Peas of Mind: Celebrate spring with a healthy vegetable soup made with Roasted Pumpkin Seed Oil.
- 1 medium onion, roughly chopped
- 2 cloves garlic, minced
- 2 tablespoons Roasted Pumpkin Seed Oil
- 1/2 cup broccoli florets
- 1 10-ounce package of frozen peas
- 1/2 pound potatoes, roughly diced
- 1 small bunch parsley, stems removed
- 1 bunch watercress or 1/2 cup chopped spinach
- 1 cup chopped green cabbage
- 6 cups chicken stock
- 2 teaspoons salt
- 1 teaspoon lemon juice
- Handful of basil leaves, cut into strips
- In a large saucepan, sauté onion and garlic in Roasted Pumpkin Seed Oil on low heat <250 degrees until onions are translucent and softened, about 5 minutes.

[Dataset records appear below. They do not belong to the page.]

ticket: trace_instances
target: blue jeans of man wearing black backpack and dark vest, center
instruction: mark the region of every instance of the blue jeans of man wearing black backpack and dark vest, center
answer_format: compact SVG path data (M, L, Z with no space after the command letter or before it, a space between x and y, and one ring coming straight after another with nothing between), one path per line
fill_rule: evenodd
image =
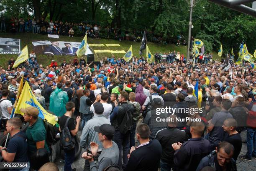
M118 166L122 167L122 147L123 147L123 165L126 167L128 163L128 151L129 151L129 137L130 132L122 134L119 130L115 130L114 141L118 145L119 159Z

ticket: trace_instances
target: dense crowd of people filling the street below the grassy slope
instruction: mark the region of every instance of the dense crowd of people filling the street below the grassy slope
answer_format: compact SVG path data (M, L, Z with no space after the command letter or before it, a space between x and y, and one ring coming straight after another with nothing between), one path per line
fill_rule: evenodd
M41 106L58 116L62 136L69 132L73 140L82 131L84 171L236 171L238 157L256 158L256 70L247 63L221 70L221 62L206 60L210 54L193 66L174 54L156 53L154 64L106 57L99 67L75 57L12 69L11 59L8 69L0 67L2 128L12 137L0 147L3 159L38 170L36 154L49 153L37 108L21 111L26 133L19 118L10 119L22 75ZM74 146L64 145L64 171L75 170Z

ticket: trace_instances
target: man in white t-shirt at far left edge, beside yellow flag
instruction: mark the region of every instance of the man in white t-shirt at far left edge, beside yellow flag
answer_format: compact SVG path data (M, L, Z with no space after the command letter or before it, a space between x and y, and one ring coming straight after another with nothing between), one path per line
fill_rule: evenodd
M0 100L0 108L2 111L2 115L0 116L0 119L2 120L4 128L6 127L6 122L8 119L10 119L13 104L10 100L8 100L9 90L3 89L2 90L2 99ZM5 130L4 135L7 134L7 131Z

- Add all remaining vegetables and chicken stock; bring to a boil.
- Lower heat to simmer and cook until vegetables are tender, about 20 minutes.
- Puree the cooked vegetables in a food processor or blender.
- Season with salt and lemon juice to taste.
To serve, garnish with basil leaves and drizzle with Roasted Pumpkin Seed Oil. Enjoy with a slice of pumpernickel or sourdough bread.